3. We consider the plane $\mathscr { P }$ with equation $x - y + z + 1 = 0$.
   Statement 4: The distance from point $\mathrm { C } ( 2 ; - 1 ; 2 )$ to the plane $\mathscr { P }$ is equal to $2 \sqrt { 3 }$.

For each of the following statements, indicate whether it is true or false. Each answer must be justified. An unjustified answer earns no points.

1. We consider the function $f$ defined on $]0; +\infty[$ by: $f(x) = x\ln(x)$.
   Statement 1: $$\int_1^{\mathrm{e}} f(x)\,\mathrm{d}x = \frac{\mathrm{e}^2 + 1}{4}$$
   
2. Let $n$ and $k$ be two non-zero natural integers such that $k \leqslant n$.

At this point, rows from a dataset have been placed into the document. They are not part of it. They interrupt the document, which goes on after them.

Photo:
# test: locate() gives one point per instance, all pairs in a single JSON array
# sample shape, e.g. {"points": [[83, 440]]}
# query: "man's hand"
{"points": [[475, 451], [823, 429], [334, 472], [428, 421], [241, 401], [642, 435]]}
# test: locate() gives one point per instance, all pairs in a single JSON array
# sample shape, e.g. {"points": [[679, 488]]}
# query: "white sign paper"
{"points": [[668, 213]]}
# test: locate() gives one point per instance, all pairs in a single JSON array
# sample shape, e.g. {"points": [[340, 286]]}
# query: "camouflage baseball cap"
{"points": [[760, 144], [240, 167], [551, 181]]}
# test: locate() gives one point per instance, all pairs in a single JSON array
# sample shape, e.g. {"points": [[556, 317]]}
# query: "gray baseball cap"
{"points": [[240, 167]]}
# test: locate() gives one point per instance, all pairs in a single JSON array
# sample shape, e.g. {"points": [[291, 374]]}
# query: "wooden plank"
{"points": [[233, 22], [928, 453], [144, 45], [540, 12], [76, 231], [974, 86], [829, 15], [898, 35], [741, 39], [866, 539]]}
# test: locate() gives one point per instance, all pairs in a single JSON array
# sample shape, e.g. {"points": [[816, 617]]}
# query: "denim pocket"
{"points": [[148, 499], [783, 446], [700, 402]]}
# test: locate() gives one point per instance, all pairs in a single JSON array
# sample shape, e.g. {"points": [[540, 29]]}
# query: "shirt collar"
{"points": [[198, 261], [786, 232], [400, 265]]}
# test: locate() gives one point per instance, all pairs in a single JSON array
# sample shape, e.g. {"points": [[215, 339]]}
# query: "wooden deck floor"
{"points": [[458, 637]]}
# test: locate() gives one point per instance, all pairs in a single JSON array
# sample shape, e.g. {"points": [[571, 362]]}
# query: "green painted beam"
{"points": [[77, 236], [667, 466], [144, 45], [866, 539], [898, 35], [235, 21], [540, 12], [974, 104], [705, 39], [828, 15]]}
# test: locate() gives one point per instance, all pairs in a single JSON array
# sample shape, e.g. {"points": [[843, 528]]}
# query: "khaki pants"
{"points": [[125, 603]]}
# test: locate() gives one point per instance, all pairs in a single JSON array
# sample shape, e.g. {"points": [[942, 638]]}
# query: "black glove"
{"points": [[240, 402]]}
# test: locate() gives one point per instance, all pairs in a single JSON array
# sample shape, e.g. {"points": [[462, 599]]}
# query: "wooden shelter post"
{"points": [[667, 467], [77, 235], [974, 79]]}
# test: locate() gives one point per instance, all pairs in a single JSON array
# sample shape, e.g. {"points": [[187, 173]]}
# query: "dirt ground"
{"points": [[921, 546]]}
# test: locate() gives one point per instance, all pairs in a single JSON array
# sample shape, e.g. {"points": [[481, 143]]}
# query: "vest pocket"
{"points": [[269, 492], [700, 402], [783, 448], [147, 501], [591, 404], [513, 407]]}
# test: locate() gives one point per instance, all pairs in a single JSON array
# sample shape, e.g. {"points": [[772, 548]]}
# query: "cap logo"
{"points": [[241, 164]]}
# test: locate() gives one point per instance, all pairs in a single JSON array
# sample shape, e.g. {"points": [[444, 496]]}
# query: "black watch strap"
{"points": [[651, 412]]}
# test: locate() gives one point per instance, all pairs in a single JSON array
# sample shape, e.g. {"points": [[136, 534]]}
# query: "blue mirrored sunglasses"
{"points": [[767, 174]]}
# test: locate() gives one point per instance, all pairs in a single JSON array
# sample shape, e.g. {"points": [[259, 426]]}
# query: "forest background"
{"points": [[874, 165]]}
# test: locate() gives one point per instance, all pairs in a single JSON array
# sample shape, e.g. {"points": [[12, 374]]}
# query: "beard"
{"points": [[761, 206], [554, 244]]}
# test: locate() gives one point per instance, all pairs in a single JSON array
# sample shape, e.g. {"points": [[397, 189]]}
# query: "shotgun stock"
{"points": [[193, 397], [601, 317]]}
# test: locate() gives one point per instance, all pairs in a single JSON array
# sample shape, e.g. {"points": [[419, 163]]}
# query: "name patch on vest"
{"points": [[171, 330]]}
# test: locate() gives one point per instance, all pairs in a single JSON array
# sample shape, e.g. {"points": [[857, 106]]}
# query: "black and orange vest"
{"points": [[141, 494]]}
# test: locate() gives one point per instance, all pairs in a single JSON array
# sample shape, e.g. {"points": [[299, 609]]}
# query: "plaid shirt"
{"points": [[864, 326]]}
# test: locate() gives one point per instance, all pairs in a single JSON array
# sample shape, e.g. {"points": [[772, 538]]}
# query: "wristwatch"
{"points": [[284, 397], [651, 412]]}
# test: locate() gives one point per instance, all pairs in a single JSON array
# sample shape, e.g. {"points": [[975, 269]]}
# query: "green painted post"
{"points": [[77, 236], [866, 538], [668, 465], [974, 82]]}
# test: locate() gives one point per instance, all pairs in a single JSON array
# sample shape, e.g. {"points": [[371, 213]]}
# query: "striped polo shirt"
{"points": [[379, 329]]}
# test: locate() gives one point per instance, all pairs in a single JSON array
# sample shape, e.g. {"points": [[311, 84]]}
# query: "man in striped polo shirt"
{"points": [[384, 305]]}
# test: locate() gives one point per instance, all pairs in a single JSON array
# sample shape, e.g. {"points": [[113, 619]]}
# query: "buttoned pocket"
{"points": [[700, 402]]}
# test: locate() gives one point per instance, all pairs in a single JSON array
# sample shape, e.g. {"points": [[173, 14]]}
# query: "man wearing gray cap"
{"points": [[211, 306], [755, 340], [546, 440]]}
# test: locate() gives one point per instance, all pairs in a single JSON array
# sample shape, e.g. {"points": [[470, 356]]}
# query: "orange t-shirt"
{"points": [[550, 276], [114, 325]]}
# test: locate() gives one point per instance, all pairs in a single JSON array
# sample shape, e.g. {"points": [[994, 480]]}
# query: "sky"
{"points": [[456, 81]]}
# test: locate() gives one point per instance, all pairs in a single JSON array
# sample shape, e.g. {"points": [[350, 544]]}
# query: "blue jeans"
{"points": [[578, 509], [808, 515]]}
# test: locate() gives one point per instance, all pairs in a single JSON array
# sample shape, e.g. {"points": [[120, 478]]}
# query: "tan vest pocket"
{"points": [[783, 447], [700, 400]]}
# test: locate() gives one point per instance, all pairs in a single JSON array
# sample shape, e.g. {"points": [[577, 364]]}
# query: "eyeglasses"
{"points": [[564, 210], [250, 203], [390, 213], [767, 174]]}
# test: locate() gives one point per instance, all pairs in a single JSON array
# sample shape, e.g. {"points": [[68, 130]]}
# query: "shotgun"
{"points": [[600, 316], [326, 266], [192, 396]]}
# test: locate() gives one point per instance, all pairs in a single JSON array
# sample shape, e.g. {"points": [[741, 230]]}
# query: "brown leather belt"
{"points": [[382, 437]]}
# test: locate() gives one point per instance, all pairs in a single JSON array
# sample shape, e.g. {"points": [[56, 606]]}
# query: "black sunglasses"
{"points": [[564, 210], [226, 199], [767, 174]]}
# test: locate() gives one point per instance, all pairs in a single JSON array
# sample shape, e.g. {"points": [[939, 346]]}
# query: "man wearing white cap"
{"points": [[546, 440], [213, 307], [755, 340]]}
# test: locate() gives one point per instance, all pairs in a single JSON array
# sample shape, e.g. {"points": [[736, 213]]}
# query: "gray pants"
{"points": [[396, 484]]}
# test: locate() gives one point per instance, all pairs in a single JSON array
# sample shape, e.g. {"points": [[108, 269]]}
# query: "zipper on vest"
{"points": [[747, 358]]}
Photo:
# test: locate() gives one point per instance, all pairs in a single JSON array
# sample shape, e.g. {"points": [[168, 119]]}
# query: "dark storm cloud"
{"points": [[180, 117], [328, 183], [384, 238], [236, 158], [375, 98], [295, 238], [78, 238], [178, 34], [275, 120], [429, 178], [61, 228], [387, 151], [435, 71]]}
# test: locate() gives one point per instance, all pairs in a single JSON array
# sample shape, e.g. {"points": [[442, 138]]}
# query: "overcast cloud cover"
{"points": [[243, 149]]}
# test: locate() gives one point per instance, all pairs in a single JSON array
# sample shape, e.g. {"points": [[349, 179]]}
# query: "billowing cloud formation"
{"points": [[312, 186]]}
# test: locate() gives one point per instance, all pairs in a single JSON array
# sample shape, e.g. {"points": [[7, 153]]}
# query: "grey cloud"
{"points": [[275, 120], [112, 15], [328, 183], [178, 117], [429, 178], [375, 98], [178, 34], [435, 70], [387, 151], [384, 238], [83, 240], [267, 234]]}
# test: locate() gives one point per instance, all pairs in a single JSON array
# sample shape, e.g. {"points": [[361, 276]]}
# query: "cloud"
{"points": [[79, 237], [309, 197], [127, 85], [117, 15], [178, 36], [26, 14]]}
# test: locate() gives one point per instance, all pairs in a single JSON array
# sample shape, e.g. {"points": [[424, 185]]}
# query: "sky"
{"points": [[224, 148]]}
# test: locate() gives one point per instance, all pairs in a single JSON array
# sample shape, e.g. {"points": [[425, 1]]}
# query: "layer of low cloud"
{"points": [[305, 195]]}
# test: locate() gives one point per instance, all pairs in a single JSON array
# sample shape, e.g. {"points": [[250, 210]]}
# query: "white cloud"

   Statement 2: $$n \times \binom{n-1}{k-1} = k \times \binom{n}{k}$$
   
3. For the three following statements, we consider that space is equipped with an orthonormal coordinate system $(\mathrm{O}; \vec{\imath}, \vec{\jmath}, \vec{k})$.
   Let $d$ be the line with parametric representation: $\left\{\begin{array}{rl} x &= t + 1 \\ y &= 2t + 1 \\ z &= -t \end{array}\right., t \in \mathbb{R}$. Let $d'$ be the line with parametric representation: $\left\{\begin{array}{rl} x &= 2t' - 1 \\ y &= -t' + 2 \\ z &= t' + 1 \end{array}\right., t' \in \mathbb{R}$. Let $P$ be the plane with Cartesian equation: $2x + y - 2z + 18 = 0$. Let A be the point with coordinates $(-1; -3; 2)$ and B be the point with coordinates $(-5; -5; 6)$. We call the perpendicular bisector plane of segment $[\mathrm{AB}]$ the plane passing through the midpoint of segment $[\mathrm{AB}]$ and perpendicular to the line $(\mathrm{AB})$.
   Statement 3: Point A belongs to line $d$. Statement 4: Lines $d$ and $d'$ are secant. Statement 5: Plane $P$ is the perpendicular bisector plane of segment $[\mathrm{AB}]$.